Entre blancos y verdes, una luz
distinta rodea ese espacio de 100 metros cuadrados. Desde La Pérgola camino
rumbo a alguna parte y a todas las partes a la vez. Hay mucho que ver. Bajo una
sombrilla, una señora con una visera color lila también observa. Su aspecto a
leguas es de una turista. Alego cansancio, pregunto por la silla solitaria y
solicito permiso para sentarme. La señora, calculo un poco más de sesenta años,
tiene cara amable y solo la acompañan una botellita de agua y un par de libros.
Adivina mi curiosidad y me dice qué tiene allí descansando en la mesa: José
Saramago y Henri Miller. Ensayo sobre la
ceguera y Trópico de Capricornio.
Me sonrío. Se sonríe ella. Me pregunta si soy venezolana. Ella, me dice, nació
en Chile y viene con regularidad a Caracas a visitar a su hija, al igual que
visita La Florida, Ibiza y Berna donde reside el resto de su prole dispersa. Se
llama Gladys Montabone.
A propósito de literatura, empieza a
conversarme de sus gustos. De hablar melodioso, la supongo una abuela poco
común. Me dice que nunca había leído a Saramago y de Miller, dice, que se debía
el libro que le robaron de su pieza
cuando se mudo de residencia a los 23 años. Entonces, por un lado una lectura
como la primera vez y, por el otro, un libro como el reencuentro con un viejo
amigo, le digo.
La gente va y viene en un número cada
vez mayor, es el octavo día y parece que la afluencia al comenzar la noche se
acrecienta. Me hace una pregunta, pero no le escucho muy bien; una voz de mujer
en el micrófono anuncia o canta o dice algo indescifrable. ¿Por qué vienes
aquí?, repregunta. Mientras pienso para responder, ella me hace una revelación.
Ha asistido a muchas de las tertulias que se han dado hasta la fecha y en
todas, me dice Gladys, la gente le pregunta a los escritores lo mismo: qué
leen, cuáles son sus influencias, por qué escriben y qué libros recomiendan.

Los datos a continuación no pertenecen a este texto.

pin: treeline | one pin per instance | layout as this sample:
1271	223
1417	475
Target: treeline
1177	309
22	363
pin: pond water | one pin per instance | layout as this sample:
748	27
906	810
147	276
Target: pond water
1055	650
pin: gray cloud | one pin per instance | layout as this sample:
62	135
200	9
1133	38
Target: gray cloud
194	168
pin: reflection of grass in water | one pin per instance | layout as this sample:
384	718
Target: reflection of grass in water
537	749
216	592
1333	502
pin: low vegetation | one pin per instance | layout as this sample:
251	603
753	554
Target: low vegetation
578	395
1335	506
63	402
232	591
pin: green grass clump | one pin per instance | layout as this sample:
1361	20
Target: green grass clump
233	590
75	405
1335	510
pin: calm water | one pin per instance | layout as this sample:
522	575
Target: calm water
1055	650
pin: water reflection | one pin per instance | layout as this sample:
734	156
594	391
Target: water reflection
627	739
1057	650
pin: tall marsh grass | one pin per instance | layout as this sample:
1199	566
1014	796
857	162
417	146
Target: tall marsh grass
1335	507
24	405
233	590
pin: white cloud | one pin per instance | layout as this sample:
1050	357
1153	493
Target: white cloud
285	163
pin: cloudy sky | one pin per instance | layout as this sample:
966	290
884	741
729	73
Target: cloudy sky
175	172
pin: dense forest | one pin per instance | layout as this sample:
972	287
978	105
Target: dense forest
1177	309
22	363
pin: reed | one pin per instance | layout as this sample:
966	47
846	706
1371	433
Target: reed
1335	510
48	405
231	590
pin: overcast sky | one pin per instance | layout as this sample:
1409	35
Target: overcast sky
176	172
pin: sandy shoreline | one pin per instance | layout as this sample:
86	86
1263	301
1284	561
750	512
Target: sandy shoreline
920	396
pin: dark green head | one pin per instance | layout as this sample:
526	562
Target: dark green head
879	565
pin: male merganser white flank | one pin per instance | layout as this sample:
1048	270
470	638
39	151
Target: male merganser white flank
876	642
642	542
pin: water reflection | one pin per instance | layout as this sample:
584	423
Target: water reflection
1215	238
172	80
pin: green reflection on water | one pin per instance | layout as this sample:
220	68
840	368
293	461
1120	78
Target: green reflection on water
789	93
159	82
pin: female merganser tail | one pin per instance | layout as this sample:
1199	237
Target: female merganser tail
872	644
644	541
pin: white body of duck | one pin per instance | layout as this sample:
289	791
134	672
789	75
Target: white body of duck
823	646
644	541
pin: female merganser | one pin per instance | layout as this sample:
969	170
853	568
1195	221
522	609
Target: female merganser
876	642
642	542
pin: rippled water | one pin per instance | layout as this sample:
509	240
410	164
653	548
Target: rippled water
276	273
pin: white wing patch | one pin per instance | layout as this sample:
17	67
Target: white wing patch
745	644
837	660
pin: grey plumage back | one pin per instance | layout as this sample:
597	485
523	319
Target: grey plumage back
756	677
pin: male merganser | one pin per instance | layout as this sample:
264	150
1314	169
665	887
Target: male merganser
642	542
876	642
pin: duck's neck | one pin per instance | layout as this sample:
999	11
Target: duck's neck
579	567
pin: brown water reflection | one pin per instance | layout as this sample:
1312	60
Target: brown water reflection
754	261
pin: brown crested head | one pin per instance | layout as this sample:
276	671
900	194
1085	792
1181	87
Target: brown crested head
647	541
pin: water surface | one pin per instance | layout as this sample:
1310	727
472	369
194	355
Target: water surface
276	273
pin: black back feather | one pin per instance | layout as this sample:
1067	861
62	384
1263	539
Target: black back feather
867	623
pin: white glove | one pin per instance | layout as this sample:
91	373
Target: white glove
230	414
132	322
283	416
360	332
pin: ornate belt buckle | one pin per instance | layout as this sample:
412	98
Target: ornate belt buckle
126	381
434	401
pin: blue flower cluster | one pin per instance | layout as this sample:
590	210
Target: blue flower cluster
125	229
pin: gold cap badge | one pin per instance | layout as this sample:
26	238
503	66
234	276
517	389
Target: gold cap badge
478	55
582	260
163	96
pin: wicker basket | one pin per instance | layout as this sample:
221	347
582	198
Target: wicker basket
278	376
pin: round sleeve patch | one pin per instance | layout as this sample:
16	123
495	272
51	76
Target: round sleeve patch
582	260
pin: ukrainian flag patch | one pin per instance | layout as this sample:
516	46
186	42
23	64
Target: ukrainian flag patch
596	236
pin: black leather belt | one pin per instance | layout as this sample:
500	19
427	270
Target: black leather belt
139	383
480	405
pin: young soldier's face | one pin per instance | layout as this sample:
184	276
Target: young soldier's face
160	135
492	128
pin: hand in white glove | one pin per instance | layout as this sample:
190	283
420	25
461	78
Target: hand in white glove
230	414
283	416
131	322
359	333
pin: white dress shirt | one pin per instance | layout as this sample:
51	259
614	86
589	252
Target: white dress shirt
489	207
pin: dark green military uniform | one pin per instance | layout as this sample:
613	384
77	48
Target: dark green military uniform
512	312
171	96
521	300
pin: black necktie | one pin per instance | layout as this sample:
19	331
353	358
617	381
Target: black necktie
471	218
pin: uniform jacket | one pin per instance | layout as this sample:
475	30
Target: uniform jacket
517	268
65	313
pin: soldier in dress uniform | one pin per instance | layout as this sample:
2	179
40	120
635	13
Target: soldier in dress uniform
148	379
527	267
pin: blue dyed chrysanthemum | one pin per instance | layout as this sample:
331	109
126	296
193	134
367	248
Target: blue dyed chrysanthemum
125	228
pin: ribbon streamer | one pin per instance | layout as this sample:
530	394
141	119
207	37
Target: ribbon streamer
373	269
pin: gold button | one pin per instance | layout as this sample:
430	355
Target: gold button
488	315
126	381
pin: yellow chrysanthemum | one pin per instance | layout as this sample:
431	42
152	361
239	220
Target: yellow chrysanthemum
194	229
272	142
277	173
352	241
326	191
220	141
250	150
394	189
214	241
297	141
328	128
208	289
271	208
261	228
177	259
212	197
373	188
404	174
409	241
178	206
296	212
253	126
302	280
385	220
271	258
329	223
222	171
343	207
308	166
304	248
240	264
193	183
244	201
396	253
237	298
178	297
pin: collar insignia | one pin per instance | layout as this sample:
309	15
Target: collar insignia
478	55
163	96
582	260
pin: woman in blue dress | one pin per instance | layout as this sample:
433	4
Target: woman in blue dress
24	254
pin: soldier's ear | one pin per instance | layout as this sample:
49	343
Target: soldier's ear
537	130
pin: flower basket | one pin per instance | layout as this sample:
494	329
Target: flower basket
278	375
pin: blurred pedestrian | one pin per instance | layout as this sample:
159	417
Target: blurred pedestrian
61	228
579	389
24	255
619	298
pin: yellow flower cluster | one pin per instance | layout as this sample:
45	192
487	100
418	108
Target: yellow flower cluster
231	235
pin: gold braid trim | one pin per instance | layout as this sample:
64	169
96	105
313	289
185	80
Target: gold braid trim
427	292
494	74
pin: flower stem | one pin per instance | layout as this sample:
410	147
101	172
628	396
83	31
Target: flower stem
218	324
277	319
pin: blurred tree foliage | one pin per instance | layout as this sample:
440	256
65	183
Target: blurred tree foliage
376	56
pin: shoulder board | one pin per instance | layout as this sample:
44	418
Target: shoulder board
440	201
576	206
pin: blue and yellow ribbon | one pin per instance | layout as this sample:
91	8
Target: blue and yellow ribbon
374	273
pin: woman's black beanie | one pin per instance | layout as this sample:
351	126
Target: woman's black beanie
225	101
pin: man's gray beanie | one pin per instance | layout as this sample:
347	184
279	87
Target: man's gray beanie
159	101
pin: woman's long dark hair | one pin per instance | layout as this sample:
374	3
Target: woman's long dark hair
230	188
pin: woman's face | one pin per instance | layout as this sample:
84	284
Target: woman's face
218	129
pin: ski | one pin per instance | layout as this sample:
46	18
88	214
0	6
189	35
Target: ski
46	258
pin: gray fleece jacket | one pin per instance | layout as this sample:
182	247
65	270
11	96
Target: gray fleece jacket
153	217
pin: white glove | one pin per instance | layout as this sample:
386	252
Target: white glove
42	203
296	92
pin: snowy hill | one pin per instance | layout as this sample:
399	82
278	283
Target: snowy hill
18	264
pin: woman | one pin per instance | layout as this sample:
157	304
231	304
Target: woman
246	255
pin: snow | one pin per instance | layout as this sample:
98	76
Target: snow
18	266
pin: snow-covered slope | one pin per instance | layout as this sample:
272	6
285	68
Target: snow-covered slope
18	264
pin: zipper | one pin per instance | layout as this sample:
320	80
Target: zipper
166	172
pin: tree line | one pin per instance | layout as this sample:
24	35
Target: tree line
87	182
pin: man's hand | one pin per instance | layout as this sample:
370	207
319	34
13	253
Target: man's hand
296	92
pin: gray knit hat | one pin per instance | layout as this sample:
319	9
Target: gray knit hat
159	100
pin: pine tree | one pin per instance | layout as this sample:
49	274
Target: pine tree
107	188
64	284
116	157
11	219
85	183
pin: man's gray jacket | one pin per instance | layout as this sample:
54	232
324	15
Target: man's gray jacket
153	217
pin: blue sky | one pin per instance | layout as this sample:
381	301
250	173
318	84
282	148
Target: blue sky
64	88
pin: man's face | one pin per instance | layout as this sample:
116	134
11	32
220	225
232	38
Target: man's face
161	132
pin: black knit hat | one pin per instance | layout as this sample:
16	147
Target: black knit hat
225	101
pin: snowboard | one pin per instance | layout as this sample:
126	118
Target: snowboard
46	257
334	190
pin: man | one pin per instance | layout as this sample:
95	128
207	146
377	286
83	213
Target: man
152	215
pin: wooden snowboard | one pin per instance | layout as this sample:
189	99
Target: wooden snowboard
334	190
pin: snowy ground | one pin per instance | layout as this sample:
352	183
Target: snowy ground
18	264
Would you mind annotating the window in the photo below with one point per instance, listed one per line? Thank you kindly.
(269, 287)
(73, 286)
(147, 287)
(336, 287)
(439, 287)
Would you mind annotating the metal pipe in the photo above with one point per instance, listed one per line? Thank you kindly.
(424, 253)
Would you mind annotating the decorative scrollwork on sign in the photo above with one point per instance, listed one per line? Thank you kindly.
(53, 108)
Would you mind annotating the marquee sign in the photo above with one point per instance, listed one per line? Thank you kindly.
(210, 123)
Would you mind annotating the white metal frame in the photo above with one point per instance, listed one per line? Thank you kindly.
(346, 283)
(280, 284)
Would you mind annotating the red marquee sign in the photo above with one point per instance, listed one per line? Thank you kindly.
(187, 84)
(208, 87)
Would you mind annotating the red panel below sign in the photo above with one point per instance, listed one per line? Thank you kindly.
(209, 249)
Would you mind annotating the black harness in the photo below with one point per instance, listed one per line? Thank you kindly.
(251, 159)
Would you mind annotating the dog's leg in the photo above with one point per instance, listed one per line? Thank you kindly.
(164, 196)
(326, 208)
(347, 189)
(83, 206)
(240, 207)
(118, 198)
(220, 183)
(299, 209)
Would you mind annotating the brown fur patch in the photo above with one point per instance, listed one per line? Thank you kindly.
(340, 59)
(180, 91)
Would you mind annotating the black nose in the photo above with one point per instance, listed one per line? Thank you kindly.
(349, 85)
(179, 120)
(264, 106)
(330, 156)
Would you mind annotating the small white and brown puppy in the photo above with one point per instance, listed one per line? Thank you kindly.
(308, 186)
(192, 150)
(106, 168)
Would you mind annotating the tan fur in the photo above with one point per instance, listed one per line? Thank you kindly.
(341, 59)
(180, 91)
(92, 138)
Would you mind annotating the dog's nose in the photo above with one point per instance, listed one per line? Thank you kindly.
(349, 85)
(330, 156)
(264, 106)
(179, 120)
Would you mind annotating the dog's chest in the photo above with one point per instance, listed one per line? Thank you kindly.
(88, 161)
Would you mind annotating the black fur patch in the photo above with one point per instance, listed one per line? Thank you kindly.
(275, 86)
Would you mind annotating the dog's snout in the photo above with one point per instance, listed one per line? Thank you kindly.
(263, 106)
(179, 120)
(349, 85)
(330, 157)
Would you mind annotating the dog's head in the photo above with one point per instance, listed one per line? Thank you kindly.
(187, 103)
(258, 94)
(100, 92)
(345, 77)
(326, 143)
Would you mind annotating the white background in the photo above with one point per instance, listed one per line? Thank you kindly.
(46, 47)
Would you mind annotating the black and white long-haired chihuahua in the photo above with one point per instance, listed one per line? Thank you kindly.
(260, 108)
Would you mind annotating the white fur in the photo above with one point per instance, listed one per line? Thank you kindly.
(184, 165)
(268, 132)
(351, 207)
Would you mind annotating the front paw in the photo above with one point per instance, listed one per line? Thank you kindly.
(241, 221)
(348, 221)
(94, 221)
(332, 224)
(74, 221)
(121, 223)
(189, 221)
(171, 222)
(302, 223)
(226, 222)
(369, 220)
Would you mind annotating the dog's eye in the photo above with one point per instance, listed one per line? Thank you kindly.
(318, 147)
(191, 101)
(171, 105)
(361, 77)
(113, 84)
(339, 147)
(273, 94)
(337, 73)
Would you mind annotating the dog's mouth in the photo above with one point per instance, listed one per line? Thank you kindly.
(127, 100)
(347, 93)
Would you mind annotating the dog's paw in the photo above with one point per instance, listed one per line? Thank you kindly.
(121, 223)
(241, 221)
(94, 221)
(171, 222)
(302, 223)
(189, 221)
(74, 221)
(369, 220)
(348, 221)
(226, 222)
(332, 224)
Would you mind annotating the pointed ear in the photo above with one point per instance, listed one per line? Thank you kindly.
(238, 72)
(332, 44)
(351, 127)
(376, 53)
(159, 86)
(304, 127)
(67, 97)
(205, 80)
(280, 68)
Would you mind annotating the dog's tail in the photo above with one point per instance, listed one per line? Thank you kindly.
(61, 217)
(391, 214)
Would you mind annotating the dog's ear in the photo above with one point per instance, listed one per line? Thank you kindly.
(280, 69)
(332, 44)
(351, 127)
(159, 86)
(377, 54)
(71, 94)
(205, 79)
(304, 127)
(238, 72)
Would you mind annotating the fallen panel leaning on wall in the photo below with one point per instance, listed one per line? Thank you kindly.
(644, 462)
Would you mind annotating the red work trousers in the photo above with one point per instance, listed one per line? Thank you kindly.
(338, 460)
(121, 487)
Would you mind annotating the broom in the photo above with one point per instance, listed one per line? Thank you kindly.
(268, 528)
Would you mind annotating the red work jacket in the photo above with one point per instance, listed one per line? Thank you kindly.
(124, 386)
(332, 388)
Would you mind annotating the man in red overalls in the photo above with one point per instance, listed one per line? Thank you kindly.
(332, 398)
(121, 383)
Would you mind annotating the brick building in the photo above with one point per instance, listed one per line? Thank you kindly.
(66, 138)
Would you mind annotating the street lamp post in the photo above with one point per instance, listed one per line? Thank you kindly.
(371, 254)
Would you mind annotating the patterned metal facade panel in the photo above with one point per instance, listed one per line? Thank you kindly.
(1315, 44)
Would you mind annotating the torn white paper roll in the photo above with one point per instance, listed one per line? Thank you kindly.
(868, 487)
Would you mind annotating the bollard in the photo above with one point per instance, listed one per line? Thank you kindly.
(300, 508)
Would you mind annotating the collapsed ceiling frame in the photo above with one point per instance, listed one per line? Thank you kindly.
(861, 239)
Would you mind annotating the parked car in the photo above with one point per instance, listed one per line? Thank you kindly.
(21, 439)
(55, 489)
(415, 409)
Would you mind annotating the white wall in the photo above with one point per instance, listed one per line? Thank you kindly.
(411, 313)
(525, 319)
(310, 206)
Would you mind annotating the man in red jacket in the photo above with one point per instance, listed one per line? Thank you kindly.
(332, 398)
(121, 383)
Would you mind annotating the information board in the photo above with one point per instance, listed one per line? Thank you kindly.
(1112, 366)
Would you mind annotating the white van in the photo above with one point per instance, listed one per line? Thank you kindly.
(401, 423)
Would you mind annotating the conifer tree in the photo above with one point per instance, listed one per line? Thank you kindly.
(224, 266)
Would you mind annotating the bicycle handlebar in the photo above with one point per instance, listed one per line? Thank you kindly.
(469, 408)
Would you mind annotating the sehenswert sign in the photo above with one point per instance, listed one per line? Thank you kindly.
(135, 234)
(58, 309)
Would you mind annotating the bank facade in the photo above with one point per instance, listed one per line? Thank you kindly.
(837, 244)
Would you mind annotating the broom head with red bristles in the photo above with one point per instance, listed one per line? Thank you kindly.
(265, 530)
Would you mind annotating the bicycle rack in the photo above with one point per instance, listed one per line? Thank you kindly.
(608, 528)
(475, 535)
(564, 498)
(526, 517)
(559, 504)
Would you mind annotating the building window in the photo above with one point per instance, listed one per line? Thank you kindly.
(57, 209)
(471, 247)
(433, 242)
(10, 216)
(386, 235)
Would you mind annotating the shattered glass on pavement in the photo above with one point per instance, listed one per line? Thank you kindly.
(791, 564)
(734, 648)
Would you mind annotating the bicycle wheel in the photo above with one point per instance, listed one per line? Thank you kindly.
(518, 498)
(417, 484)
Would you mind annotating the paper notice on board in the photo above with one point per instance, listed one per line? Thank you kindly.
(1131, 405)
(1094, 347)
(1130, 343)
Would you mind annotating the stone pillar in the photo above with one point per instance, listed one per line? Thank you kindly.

Para ella, es como si una ausencia de brújula acuciara a los visitantes de la
feria. Pienso algo así como guíame, indícame. Agrega, que está en el país desde
hace varios meses y asistió a la otra
feria del libro. Me dice que a partir
de ahí solamente ha visto una ciudad tristemente escindida. Lapidaria, la frase
me queda dando vueltas.
En la quinta edición del Festival de
la Lectura de Chacao no había propaganda inundando cada espacio, no había voces
altisonantes recordando gestas inmemoriales. Solamente era reunirse por el
placer de hojear páginas repletas de escritores con cosas que contar. El placer
de leer, más que un lugar común, demostró que estamos ávidos de conectarnos con
los contadores de sueños. Sencillamente caraqueños que querían descubrir otras
historias, recrearse en otros tiempos, adivinar nuevos ambientes. Los
asistentes fueron serpenteando los metros de exposición encontrándose con gente
amiga, aquella que escucha por radio o ve por televisión. La vía del encuentro
era compartir gusto por el buen decir. Recitales, tertulias, conversatorios,
demostraron que nos gusta establecer diálogos y nos reconforta ser escuchados
porque tenemos mucho que decirnos. Toparnos
con alguien desconocido, por ejemplo, y a propósito de cualquier cosa
encontrarnos en la sensibilidad. Tal vez la señora Gladys que ha andado en
mares distintos, nos vea sin instrumentos. Quizá nos falta más ver las
estrellas y aprender a leerlas con un sextante. Olvidarnos de los avances, rescatar
la navegación astronómica y empezar a visualizar un horizonte radiante.